While Hadid never married or had children, she was known to treat her staff like family, with the fierce loyalty and high expectations that implies. In April, the firm's board announced that it will continue operations as Zaha Hadid Architects under the leadership of Patrik Schumacher, who joined the firm in 1988. "ZHA has such a great depth of talent. They deserve to go on," said DeSimone.

ZHA expects to finish four large projects this year: Italy's Salerno Maritime Terminal; the Port House in Antwerp, Belgium; King Abdullah Petroleum Studies and Research Center in Riyadh, Saudi Arabia; and the mathematics gallery at London's Science Museum.

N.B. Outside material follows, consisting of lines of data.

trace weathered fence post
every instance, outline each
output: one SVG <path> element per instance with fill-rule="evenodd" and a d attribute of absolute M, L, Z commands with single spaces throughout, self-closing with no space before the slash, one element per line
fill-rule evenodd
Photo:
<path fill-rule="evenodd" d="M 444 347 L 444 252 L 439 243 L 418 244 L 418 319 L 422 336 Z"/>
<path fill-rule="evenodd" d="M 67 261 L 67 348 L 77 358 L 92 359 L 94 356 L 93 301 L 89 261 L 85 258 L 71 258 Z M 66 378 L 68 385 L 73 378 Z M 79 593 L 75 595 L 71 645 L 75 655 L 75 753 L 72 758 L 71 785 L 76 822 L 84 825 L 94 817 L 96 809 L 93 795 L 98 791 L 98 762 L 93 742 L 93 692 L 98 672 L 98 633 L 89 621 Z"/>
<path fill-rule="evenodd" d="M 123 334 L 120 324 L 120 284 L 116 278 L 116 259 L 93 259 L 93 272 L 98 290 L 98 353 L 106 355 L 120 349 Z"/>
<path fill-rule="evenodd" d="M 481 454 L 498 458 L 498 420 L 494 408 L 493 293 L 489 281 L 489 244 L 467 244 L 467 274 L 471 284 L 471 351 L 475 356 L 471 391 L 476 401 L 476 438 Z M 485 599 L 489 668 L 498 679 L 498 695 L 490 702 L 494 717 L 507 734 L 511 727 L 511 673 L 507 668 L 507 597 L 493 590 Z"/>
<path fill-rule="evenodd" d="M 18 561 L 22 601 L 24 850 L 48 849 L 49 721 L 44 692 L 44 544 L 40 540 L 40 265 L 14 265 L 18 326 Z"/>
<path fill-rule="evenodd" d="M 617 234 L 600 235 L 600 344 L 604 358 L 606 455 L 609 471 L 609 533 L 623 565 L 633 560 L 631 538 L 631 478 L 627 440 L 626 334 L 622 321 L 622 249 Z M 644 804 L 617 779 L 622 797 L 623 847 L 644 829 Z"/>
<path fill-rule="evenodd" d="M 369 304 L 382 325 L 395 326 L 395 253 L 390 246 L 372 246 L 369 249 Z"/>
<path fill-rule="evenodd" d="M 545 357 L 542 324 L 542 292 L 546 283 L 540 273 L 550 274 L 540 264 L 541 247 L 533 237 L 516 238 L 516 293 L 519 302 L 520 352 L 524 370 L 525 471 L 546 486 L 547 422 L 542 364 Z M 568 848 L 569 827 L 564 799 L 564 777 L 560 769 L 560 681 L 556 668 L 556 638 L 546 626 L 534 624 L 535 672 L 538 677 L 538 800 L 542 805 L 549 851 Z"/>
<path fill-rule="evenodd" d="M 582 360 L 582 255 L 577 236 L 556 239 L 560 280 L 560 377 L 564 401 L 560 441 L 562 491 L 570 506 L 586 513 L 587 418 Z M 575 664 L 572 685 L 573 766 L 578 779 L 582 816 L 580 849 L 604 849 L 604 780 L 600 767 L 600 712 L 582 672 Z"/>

Time will tell how Hadid's vision will manifest in the work of those she mentored, but they feel they have her blessing. "Zaha trusted everyone to achieve the potential she saw in them," wrote the firm in its remarks on her passing, "to never stop questioning, to never stop imagining, to realize the fantastic."

Hadid's Keys

Bold vision combined and resilience made her the first woman to win architecture's top honor, the Pritzker Prize.

Overcame: Prejudices as an Arabic woman in profession dominated by Western men.

Lesson: Find like-minded peers and mentors to weather storms and see your vision through.

Quote: "I don't want to be seen as an outsider necessarily, but it means I can carry on with experimentation and innovation. Having to fight hard has made me a better architect."